Andy Griffith and Frances Bavier did not get along during the series. According to Griffith and Howard Morris, Bavier was extremely sensitive, and resented her role of Aunt Bee. In 1972 Griffith and Ron Howard paid her a visit at her home in Siler City, NC, but she turned them away. When Bavier was terminally ill in 1989, she contacted Griffith to say that she regretted that they did not get along better.
The show never mentions what happened to Opie's mother. Opie was said to be just "a speck of a boy" when she died.

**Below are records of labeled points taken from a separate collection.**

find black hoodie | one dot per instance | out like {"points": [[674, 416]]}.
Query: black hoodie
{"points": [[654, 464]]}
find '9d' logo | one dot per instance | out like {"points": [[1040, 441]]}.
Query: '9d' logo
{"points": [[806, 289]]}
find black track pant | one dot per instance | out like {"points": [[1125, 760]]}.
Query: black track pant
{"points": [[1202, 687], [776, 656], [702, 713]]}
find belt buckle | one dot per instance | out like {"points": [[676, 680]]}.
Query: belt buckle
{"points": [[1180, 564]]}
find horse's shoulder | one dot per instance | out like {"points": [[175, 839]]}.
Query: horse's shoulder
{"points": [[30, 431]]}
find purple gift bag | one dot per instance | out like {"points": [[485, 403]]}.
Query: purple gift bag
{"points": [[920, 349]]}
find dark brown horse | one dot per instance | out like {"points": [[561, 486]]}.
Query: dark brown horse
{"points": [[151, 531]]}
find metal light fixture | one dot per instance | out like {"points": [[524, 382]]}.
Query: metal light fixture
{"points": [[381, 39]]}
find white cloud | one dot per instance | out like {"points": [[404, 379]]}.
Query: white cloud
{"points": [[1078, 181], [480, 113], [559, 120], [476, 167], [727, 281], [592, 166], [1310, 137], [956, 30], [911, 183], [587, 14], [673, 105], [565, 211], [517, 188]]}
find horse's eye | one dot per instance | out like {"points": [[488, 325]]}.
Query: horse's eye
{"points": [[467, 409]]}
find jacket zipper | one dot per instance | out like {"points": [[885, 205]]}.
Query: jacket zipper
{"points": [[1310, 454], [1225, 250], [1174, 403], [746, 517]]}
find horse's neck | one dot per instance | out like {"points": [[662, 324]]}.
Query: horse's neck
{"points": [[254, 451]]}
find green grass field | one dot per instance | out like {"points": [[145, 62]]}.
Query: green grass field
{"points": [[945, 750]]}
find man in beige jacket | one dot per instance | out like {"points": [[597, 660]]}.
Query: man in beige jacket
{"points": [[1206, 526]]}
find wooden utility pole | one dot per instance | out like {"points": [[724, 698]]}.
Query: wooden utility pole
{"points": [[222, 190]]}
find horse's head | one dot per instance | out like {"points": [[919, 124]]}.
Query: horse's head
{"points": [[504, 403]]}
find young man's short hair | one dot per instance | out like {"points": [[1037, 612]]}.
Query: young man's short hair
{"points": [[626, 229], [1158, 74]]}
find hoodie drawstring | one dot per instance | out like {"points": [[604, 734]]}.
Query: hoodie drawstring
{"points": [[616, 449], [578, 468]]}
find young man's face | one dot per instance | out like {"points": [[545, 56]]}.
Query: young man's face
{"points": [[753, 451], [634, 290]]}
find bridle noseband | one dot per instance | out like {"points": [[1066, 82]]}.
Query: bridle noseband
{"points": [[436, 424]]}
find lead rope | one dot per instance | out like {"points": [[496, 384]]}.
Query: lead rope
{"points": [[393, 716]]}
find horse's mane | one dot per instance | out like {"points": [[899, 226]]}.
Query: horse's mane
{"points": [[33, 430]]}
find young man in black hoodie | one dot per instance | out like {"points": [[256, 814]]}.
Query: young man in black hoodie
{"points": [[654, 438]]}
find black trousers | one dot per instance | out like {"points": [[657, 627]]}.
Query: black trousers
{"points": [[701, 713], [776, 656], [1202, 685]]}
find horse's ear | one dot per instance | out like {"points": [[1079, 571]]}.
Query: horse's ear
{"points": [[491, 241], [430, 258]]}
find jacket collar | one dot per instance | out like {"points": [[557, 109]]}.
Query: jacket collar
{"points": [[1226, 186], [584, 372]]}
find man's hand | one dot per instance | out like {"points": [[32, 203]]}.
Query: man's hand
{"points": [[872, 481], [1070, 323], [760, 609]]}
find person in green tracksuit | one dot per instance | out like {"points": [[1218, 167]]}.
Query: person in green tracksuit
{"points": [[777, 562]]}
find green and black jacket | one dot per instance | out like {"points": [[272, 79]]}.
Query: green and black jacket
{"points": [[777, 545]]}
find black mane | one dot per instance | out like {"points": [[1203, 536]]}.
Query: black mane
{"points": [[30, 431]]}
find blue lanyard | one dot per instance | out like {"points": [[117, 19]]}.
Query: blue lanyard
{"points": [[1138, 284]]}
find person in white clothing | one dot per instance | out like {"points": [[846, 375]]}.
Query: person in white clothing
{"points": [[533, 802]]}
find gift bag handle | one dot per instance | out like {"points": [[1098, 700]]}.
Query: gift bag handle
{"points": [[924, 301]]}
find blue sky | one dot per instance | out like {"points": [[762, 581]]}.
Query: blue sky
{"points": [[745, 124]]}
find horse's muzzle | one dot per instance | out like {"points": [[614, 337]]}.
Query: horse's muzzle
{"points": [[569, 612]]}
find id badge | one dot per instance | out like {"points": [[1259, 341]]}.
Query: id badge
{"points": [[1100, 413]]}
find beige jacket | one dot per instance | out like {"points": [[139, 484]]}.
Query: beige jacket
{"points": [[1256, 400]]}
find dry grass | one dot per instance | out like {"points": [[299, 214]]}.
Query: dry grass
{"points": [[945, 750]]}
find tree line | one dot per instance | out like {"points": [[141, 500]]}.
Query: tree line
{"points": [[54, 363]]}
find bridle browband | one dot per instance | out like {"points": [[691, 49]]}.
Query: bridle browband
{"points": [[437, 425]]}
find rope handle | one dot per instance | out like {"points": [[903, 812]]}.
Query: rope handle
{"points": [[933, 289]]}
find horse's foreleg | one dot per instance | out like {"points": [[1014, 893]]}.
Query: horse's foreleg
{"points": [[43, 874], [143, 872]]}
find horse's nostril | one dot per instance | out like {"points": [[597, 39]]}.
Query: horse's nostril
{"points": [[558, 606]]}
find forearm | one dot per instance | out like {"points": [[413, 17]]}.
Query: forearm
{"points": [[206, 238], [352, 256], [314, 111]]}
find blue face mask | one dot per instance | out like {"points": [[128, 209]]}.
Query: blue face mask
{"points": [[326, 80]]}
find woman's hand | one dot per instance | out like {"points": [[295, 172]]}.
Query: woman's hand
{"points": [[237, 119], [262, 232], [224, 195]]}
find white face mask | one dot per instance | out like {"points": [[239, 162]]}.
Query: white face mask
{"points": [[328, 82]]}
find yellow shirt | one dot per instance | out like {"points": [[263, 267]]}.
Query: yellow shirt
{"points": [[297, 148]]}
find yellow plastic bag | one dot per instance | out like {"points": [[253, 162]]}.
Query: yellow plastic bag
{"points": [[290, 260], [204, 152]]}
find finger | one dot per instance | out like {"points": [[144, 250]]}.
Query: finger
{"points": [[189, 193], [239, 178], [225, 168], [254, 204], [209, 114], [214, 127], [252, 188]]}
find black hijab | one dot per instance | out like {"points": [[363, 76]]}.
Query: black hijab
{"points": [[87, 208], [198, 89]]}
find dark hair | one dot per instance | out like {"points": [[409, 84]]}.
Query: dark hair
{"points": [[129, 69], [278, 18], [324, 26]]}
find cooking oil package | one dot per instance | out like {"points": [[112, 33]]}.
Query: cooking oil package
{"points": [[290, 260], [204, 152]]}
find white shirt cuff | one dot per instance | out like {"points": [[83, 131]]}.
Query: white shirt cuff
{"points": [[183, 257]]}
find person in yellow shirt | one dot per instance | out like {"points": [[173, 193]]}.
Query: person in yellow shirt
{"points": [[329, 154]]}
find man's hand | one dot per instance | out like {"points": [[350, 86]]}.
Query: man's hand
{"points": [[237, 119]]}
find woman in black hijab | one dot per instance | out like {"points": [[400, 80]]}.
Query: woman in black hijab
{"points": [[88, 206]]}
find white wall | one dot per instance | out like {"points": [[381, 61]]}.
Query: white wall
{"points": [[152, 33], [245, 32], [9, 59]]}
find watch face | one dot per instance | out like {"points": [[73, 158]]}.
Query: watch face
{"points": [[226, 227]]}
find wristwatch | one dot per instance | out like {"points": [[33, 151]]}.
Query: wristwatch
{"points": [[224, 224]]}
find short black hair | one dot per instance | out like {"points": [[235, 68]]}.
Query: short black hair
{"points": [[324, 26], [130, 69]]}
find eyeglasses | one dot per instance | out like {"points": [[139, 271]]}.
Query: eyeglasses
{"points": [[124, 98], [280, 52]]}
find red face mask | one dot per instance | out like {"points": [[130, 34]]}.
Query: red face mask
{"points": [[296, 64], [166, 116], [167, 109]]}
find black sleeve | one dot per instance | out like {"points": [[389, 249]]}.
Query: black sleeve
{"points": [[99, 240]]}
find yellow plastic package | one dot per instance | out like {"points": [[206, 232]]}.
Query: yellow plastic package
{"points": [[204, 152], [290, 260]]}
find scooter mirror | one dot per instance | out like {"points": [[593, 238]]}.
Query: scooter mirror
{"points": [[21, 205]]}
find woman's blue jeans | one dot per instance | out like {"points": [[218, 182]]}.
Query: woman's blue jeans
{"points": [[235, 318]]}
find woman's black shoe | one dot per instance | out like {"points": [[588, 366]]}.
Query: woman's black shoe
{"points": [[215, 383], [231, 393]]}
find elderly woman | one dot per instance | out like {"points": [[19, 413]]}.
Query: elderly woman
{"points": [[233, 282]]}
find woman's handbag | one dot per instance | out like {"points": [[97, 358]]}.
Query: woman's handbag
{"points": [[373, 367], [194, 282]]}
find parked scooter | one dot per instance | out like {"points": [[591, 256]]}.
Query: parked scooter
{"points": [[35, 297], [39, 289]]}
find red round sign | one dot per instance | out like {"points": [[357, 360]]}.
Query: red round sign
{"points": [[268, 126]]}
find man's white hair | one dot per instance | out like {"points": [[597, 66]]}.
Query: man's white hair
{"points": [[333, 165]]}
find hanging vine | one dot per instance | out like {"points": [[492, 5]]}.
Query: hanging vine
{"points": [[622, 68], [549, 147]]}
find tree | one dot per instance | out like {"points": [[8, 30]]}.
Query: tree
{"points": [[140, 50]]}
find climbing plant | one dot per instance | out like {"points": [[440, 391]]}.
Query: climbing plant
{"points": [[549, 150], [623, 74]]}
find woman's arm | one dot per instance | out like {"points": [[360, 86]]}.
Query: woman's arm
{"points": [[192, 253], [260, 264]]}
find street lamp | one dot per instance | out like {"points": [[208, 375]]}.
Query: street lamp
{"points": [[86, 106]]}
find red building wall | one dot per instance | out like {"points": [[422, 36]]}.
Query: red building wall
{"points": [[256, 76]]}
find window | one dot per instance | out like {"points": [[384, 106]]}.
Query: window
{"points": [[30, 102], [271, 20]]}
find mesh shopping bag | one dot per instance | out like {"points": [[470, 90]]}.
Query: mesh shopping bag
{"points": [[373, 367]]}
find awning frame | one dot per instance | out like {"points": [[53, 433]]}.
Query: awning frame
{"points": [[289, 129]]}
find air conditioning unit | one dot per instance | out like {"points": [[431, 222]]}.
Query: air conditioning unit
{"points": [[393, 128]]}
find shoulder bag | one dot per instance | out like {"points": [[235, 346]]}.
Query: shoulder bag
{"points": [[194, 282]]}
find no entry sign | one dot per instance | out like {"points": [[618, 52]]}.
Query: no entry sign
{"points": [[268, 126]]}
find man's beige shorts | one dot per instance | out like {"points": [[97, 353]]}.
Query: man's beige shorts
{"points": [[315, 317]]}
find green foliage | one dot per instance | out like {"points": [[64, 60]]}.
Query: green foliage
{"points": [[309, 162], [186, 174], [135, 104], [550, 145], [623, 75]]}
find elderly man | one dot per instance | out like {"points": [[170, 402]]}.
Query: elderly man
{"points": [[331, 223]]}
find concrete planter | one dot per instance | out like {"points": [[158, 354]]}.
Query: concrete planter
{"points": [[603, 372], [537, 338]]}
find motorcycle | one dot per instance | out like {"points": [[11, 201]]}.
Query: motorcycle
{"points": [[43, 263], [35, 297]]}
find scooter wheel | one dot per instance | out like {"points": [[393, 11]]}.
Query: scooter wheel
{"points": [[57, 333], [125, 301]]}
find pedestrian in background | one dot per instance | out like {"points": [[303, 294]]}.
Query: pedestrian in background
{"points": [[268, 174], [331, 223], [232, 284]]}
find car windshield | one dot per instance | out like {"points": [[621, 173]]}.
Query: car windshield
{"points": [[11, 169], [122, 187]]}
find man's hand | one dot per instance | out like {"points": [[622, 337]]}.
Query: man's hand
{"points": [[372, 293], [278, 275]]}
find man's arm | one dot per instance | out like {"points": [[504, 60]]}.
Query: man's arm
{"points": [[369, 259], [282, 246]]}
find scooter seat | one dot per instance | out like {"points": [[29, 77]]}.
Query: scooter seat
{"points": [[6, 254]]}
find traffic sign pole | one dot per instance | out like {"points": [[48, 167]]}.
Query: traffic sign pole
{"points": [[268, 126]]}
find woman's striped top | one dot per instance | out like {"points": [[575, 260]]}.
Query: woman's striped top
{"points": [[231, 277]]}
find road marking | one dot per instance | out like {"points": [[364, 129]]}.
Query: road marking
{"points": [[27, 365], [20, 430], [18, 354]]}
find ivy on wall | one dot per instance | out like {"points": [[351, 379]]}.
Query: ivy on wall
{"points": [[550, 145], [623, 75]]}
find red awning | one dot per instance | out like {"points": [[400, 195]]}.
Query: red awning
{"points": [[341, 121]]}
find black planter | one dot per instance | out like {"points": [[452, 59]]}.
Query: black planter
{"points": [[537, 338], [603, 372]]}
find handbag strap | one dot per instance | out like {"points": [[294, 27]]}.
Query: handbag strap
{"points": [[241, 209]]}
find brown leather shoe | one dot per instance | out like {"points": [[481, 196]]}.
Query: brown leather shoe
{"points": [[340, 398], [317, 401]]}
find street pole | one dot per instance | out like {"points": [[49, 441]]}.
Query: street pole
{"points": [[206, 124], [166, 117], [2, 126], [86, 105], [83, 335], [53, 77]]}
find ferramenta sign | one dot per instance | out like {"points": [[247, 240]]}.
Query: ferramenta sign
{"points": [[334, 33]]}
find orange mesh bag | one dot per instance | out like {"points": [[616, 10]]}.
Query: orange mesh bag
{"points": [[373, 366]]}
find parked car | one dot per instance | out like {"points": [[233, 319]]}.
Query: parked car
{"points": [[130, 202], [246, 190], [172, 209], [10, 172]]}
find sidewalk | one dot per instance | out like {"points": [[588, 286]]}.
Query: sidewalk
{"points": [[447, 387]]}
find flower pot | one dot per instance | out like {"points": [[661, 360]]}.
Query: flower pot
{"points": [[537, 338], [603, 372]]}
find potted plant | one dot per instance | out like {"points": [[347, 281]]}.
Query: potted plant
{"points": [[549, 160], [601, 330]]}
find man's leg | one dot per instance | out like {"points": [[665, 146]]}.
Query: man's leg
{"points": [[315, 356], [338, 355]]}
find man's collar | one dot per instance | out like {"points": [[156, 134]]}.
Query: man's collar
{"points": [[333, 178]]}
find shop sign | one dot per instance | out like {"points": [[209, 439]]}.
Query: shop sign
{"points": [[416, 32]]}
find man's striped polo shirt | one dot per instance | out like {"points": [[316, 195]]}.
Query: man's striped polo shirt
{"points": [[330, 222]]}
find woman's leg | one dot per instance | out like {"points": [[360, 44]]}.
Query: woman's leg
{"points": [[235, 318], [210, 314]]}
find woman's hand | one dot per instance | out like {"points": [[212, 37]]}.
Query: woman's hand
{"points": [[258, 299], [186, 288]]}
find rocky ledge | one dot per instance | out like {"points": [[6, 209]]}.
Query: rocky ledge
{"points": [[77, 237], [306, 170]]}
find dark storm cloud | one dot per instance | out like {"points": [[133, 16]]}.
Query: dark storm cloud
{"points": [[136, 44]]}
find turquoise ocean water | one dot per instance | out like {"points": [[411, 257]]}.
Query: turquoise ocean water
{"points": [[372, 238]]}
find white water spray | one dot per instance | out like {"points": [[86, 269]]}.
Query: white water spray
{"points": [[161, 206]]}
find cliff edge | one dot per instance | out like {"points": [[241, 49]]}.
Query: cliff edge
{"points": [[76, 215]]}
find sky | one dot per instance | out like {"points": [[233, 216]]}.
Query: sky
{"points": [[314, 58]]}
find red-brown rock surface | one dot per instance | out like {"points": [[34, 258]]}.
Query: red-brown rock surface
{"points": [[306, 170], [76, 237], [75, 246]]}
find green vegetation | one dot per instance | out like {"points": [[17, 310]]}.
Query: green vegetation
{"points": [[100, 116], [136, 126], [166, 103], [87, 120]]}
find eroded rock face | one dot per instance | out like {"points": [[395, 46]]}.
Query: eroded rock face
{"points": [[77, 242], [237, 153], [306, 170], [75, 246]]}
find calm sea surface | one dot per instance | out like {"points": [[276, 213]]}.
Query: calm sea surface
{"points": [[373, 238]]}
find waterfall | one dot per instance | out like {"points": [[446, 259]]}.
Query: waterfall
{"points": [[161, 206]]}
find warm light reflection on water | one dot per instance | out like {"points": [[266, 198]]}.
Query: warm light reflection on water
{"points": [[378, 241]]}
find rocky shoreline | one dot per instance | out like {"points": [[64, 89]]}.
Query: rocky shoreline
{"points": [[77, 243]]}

Her first name is never given, her picture is never shown in Andy's house, nor anywhere else, and her grave is never shown.
Andy Griffith originally told Don Knotts that he only wanted to do the show for five years, so they both signed five-year contracts. During the fifth season, Knotts began looking for other work and signed a five-year deal with Universal Pictures. Griffith decided to continue with the series for three more years, and offered Knotts a new contract. Knotts, already bound by his contract with Universal, left the show.
The series ended while still at the top of the Nielsen's Ratings, one of only three shows to have done so, along with I Love Lucy (1951) and Seinfeld (1989).
Ron Howard's real-life brother, Clint Howard, appeared in many episodes as the peanut butter and jelly-eating cowboy, "Leon."